A Samenvatting
2.1 VERTELSITUATIE
Het gedicht is geschreven vanuit een ik-perspectief, die van Kopland zelf. De verteller beschrijft een gebeurtenis en daarbij zijn eigen herinneringen en gedachten.
2.2 AANTAL PERSONEN
De verteller (ik), de dochters (B en R), Sint Maarten, Sint Nicolaas, Maria, Jezus en de vader van de verteller (opa, mijn vader).
2.3 SAMENVATTINGEN VAN DE GEBEURTENISSEN
Kopland, de verteller, maakt samen met zijn dochters een winterse wandeling.

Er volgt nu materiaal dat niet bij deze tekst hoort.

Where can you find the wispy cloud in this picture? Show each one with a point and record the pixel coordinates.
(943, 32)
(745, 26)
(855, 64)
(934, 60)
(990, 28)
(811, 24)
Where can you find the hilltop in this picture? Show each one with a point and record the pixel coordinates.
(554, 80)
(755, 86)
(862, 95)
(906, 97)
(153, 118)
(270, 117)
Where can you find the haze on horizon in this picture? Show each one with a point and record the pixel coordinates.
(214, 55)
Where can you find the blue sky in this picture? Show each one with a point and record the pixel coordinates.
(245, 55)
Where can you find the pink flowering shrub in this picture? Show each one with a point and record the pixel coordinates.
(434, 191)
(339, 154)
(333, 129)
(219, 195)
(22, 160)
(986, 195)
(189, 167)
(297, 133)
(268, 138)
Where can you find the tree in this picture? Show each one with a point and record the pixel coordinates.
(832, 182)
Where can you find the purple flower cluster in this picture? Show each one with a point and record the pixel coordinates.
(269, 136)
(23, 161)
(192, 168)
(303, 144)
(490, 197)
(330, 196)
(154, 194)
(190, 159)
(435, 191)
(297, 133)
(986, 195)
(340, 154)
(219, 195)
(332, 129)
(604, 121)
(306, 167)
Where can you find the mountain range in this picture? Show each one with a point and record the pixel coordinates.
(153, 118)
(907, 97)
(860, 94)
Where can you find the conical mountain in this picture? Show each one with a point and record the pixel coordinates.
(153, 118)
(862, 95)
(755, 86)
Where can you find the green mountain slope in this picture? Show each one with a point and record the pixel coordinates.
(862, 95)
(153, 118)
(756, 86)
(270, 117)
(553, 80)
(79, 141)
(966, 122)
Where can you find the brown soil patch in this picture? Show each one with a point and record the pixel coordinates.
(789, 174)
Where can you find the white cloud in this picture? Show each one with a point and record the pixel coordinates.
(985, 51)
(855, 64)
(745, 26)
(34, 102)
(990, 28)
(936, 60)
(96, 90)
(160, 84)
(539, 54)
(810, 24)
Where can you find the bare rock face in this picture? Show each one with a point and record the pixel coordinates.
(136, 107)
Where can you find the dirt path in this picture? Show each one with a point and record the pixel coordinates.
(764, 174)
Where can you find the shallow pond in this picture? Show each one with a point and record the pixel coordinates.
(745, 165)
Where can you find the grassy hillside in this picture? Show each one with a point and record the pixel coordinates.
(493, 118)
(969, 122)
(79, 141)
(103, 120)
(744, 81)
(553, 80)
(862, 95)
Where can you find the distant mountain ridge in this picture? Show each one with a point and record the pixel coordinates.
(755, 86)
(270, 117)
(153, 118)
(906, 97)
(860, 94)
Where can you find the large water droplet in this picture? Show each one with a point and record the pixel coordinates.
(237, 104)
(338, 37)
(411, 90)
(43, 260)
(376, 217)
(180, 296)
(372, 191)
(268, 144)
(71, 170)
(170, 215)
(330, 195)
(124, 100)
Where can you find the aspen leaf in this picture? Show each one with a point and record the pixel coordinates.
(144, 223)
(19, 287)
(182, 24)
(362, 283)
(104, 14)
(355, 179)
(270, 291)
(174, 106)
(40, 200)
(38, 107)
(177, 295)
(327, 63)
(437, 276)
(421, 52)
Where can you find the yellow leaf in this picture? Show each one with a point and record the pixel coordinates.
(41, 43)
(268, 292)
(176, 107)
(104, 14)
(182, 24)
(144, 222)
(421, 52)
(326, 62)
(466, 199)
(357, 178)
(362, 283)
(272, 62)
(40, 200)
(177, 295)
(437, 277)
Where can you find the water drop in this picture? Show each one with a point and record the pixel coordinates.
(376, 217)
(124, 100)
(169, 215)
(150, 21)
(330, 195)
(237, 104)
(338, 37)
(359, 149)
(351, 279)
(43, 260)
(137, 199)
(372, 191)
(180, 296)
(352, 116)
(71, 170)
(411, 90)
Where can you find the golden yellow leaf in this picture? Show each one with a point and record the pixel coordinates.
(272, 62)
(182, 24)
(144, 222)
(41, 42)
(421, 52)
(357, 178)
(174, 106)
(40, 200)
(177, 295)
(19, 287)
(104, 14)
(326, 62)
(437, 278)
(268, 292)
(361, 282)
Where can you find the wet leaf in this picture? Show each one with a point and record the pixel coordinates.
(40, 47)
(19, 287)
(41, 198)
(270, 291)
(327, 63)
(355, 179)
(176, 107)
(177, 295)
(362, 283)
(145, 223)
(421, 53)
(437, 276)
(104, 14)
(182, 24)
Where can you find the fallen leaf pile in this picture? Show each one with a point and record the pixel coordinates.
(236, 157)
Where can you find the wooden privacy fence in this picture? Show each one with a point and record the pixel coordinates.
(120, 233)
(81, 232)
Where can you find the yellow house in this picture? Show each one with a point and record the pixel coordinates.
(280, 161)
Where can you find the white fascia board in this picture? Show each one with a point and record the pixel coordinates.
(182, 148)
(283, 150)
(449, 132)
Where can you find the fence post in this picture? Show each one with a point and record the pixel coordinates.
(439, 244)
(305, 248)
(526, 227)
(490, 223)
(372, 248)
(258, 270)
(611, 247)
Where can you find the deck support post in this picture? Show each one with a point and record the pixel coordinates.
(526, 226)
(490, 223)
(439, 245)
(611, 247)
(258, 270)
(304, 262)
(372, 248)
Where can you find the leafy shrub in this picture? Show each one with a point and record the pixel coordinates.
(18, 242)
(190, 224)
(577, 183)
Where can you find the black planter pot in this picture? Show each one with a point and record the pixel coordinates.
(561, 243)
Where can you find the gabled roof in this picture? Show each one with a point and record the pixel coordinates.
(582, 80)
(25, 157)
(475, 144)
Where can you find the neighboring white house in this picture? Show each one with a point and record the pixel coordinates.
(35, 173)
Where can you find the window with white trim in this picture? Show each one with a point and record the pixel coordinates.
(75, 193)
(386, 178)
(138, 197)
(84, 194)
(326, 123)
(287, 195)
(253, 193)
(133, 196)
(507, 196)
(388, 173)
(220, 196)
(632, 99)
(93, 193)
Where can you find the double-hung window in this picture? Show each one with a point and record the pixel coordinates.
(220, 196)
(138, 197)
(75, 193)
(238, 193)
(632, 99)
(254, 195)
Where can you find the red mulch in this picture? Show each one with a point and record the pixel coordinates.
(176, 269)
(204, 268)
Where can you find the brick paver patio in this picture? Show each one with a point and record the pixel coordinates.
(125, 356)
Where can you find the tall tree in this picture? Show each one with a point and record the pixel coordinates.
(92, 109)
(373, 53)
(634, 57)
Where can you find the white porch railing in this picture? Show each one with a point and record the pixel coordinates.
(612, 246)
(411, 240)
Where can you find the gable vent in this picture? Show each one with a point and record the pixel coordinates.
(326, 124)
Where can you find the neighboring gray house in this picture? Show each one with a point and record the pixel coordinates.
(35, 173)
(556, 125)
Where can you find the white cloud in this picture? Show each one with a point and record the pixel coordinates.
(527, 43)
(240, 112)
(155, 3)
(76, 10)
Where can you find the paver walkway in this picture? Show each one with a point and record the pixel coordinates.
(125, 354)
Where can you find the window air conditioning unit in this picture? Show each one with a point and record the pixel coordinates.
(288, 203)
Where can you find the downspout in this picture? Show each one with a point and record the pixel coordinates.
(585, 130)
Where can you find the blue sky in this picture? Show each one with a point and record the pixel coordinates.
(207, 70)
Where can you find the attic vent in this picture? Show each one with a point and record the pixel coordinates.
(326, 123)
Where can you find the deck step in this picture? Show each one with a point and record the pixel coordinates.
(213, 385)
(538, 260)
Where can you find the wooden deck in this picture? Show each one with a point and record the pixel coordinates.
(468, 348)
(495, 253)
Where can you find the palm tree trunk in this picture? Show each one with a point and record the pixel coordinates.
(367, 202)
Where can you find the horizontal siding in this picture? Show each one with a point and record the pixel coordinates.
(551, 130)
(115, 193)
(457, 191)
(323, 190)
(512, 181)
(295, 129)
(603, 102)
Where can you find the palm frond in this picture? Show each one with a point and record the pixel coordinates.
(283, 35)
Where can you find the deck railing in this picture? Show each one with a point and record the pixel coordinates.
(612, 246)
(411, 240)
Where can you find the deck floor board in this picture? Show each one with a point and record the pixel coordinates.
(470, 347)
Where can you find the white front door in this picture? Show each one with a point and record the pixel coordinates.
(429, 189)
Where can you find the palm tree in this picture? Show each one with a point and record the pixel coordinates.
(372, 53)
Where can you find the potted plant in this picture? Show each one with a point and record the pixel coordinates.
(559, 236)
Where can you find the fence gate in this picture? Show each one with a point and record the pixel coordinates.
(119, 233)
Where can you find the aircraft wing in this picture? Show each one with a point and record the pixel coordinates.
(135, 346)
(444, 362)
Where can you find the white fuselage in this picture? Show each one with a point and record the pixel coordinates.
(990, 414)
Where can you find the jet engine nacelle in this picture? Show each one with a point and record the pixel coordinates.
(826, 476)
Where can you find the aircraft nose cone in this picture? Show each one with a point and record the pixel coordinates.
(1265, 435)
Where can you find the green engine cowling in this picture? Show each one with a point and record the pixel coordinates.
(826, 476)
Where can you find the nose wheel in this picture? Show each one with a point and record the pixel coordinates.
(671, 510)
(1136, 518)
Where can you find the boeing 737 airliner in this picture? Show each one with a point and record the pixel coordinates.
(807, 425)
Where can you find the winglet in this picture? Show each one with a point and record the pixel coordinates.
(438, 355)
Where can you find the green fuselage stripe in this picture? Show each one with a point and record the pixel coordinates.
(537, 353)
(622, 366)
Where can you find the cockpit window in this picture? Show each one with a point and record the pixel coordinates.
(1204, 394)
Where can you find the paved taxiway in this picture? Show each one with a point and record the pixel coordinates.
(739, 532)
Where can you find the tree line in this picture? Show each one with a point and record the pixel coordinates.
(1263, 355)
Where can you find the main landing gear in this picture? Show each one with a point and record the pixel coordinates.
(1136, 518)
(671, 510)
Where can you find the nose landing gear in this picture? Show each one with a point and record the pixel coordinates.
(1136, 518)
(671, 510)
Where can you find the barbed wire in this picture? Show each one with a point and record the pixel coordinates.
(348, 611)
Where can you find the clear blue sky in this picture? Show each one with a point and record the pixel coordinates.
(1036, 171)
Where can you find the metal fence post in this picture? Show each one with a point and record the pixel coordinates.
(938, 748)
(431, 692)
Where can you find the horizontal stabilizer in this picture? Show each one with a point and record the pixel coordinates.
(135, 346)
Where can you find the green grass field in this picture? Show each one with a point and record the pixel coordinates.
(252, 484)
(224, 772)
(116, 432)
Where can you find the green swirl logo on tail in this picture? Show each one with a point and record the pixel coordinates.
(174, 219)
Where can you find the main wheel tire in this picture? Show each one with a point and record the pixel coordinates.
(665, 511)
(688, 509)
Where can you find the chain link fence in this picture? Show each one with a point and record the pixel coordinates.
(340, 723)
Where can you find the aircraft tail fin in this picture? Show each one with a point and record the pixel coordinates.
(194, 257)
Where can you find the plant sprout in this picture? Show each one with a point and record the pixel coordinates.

Hij beschrijft de natuur en melancholie van de winter. Hoe het landschap hetzelfde blijft ondanks de verandering. Hier laat de verteller zijn gedachten gaan over het landschap en vergelijkt hij de onveranderlijkheid met de vieringen van de heiligen, die ook elk jaar onveranderd terugkomen, net als de winter. Dan keert de schrijver weer terug naar het landschap. Zijn dochters klimmen, net als altijd, hoog in de bomen, buiten zijn bereik. Aan het einde van hun wandeling praat hij met zijn dochters over de dood van zijn vader, hun opa. En denkt hij terug aan hoe zijn vader vroeger Sint-Nicolaas speelde. En de verteller realiseert zich dat, terwijl hij zijn eigen vader verloren heeft, hij nu een goede vader voor zijn dochters moet zijn.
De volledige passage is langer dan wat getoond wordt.